Last updated 12:07, May 6 2015

Former All Blacks wing Zac Guildford is keen on a return to Hawke's Bay after cutting ties with Clermont.

Zac Guildford could be back in a Hawke's Bay jersey this year but his homecoming is understood to be based purely on returning to a safe, secure, comfortable environment.

Guildford's decision to leave French club Clermont halfway through a two-year deal is seen as a mature call by those close to him.

Homesick and unhappy with life in France, where the language barrier has proved difficult to grasp, Guildford's decision to get out before another alcohol-fuelled incident is considered a positive outcome.

At this point, he is interested in playing for his home union, where he's been capped 68 times since 2007, helping defend the Ranfurly Shield and being close to family and close friends.

But he hasn't made any plans to return to Super Rugby and outside of rugby may explore the workforce. It is very much one step at a time.

"Another opportunity for me to become fitter and mentally stronger," Guildford posted on Twitter today. "No point in thinking what could of been time to look to the future."

Hawke's Bay chief executive Mike Bishop has been in regular contact with the former All Blacks wing via Facebook over the past week and is keen to see him back in a Magpies shirt for this year's NPC, which starts on August 13.

"The contact I've had with him is it just hasn't been working in France and Hawke's Bay is where he'd prefer to be," Bishop said.

"Let's be fair, he wouldn't be the first 26-year-old to go overseas into a country that doesn't speak his language and get homesick. I'm pretty confident that's been a factor in this process. New Zealand is home and Napier is very much home."

Guildford burnt bridges with New Zealand Rugby when his contract was terminated last year after four seasons with the Crusaders and several off-field incidents.

There is a long way to go before those relationships could ever be mended.
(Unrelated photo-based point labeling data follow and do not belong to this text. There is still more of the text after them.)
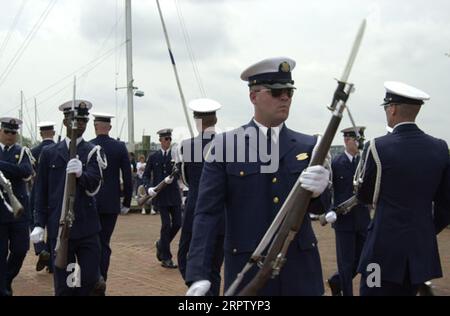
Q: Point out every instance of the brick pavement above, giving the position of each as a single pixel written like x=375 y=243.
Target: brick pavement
x=134 y=269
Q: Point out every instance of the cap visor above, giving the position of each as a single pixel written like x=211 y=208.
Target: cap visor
x=280 y=86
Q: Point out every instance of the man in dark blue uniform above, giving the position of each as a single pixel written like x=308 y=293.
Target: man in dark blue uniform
x=407 y=179
x=248 y=174
x=84 y=244
x=193 y=151
x=42 y=248
x=108 y=198
x=15 y=167
x=350 y=228
x=168 y=201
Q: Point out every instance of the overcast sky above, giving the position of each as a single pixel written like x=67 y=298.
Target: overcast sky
x=405 y=40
Doubts remain about his ability to cope with the expectations and pressures of professionalism.

When Guildford was granted an immediate release to join Clermont, NZR general manager rugby Neil Sorensen made it clear he had tested the patience of all involved but also seemingly left the door open for a return.

"He is a good man, talented but troubled," Sorensen said at the time. "Zac has struggled to continue to meet the commitments he made to himself to keep on top of his personal issues.

"Ultimately those issues are private to Zac but all parties agree that cutting ties now is the sensible decision.

"We hope that a change of environment, culture, new mates and challenges for this next stage of his young career will be the catalyst to springboard him back into the top form we know he can achieve both on and off the field.

"We hope he keeps the dream to pursue the black jersey alive, and returns one day to fulfil that."

Hawke's Bay do not require the governing body's permission to re-sign Guildford, paving the way for his return this year. Only should he pursue Super Rugby or the sevens arena would NZR become directly involved.

"We're free to contract whoever we wish at our level of the game," Bishop said. "Anything over and above that takes care of itself via NZR. That side of the equation is not for me to comment on. That's for others to take care of.

"He's been a good All Black; a fine Super Rugby player and an outstanding Magpie. He's pretty popular around these parts so we'll make room.

"What's happened with Zac has been well documented. It's time to start backing off that I believe and let the lad just be a rugby player and enjoy life. That's going to be our focus. We've got a lot of time for him.

"It wasn't that long ago he was running around for the All Blacks so if he's injury free and highly motivated we'd do a longer term than a year [deal] I can assure you.

"He's still a very high quality rugby player. He's always welcome back while I'm sitting in this chair."